Sorry about the low light on the videos. I'll try to get a better recording shortly.

Witch Chant verse 1

MOV00661 by https://www.flickr.com/photos/[email protected]/

Witch Chant verse 2

MOV00662 by https://www.flickr.com/photos/[email protected]/


----------



## Revenant

Sweet. And Awesome VO job Roxy! Nicely witchy and easy to understand.


----------



## LJClarke

That is terrific! good work. can't wait to drive by on Halloween and see everything.


----------



## Uruk-Hai

LOVE IT!! The voice-over is great and the bubbling is a fantastic addition. Really makes it come alive. Great job!


----------



## Ghoul Friday

Great prop!


----------



## Scary Godmother

Very nice, I love the eyes!


----------



## Lilly

Good job on your witch Spooky and good job on the voice Roxy.
looks good with the green light and the shadowing
bubbles are great


----------



## Bone To Pick

Great job, Spooky! Now, if she could also stir up some margaritas.....


----------



## RoxyBlue

Or maybe some chicken soup.

Thanks for the kind comments, all!


----------



## beelce

Very Nice...good work


----------



## smileyface4u23

Love her! The voice-over is fabulous!


----------



## Systematic Chaos

She looks fantastic! The voice and her spell along with the cauldron sounds really tie it all together.


----------



## Joiseygal

I love her! She is cool with the bigger eye looking right at you. Spooky!


----------



## Spooky1

The mask I used for my witch is named "Escaldofa". I had a hard time finding a decent witch mask. I wasn't finding a lot to choose from, but when I found her I knew she was just what I wanted.


----------



## Ghostess

THIS is great work, all around!!!


----------



## cerinad

Wow!! That is Awesome!!!


----------



## Lady Nyxie

Superb! Thanks for sharing.


----------



## lowdwnrob

Love the voice overs. The prop looks as good as it sounds.


----------



## patbwright

*Grandma the witch*

Wow! She is great. I just registered and can already tell that I am out of my league! Lol. I love her!! Great job.


----------



## TheOneAndOnlyKelly

Need a good name for her. May I recommend Hagitha?


----------



## DeathTouch

Awesome.. Roxy must of helped. LOL Just joking. Awesome job on that!


----------



## Pumpkin5

:jol: Spooky1, this is a fantastic prop!!! Okay...you have to level with me...you and RoxyBlue are a couple/married...right? I get the vibe from the last year I have been on the forum because of the way you support and back up each other. (need some tips to addict my hubby to the forum...please help...) You two are great and thanks for the talent...the tips...and the great job you do to maintain Hauntforum...my 'go to' place for every haunt related prop and thing I can make. I LOVE you guys. Thanks!!!


----------



## Lauriebeast

Awesome job! You guys rocked it!


----------



## Spooky1

Pumpkin5 said:


> :jol: Spooky1, this is a fantastic prop!!! Okay...you have to level with me...you and RoxyBlue are a couple/married...right? I get the vibe from the last year I have been on the forum because of the way you support and back up each other. (need some tips to addict my hubby to the forum...please help...) You two are great and thanks for the talent...the tips...and the great job you do to maintain Hauntforum...my 'go to' place for every haunt related prop and thing I can make. I LOVE you guys. Thanks!!!

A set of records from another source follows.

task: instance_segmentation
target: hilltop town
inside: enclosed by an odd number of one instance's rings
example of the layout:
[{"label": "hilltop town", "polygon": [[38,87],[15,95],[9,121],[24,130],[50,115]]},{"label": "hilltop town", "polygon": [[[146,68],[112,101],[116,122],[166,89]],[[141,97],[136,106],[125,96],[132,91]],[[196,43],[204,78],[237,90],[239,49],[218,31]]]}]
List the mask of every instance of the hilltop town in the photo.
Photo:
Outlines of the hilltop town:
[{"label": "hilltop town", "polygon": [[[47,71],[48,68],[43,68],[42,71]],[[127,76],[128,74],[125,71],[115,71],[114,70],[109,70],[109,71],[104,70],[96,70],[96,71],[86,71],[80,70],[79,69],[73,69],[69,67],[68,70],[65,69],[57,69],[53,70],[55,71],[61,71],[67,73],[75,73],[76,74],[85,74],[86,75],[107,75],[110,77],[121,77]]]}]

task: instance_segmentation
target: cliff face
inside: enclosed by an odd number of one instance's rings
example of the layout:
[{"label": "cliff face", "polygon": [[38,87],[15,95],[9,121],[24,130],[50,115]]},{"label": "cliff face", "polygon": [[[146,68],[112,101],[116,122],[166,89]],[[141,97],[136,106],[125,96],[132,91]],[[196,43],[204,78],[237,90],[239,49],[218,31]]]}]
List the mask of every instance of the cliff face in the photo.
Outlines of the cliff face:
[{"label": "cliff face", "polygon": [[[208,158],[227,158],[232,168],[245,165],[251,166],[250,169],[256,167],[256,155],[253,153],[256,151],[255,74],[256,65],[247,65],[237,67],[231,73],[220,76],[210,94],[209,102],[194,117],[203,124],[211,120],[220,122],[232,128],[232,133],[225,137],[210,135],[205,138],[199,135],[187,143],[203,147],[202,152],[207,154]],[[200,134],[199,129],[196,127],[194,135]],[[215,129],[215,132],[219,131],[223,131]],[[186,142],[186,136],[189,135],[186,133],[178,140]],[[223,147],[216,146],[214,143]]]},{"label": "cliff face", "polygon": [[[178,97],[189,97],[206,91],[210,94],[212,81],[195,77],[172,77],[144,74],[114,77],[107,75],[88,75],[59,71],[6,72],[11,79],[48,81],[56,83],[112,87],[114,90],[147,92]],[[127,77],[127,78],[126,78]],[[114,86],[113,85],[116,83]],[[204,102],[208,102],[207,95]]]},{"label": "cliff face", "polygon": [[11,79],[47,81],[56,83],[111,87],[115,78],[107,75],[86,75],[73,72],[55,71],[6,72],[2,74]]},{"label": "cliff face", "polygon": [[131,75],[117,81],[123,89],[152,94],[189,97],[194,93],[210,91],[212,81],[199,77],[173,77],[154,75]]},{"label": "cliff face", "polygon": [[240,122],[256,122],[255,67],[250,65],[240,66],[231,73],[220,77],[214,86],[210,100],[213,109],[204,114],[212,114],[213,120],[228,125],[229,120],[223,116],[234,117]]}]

Yes Pumpkin. Roxy and I are married and have been for almost 23 years now. Roxy slowly came around as my Halloween addiction grew. It's become an outlet for her creativity, and she loves the folks on the forum.


----------



## Dark Angel 27

i can't believe i've never seen this prop before! The video won't play for me (that's just my computer not working right) i'll have to come back later and watch it! she looks amazing!


----------



## Joiseygal

Grandma looks awesome! Great job Spooky!!!


----------



## turtle2778

This was really cool. I like the voices very much.


----------



## samhayne

awesome props, great work !


----------



## kprimm

Awesome job Roxy and Spooky the witch is killer! You did a fantastic job on the witch chant and it sounds great. You two are a very talented duo.


----------



## scaryjak

very impressive. if my cauldron creep looks and sounds half as good I'll be happy....

Top work !!!


----------



## niblique71

I love it. One of those was on my list this year, but I think I'm running out of time.


----------



## Spooks-Magee

Damn that is cool!


----------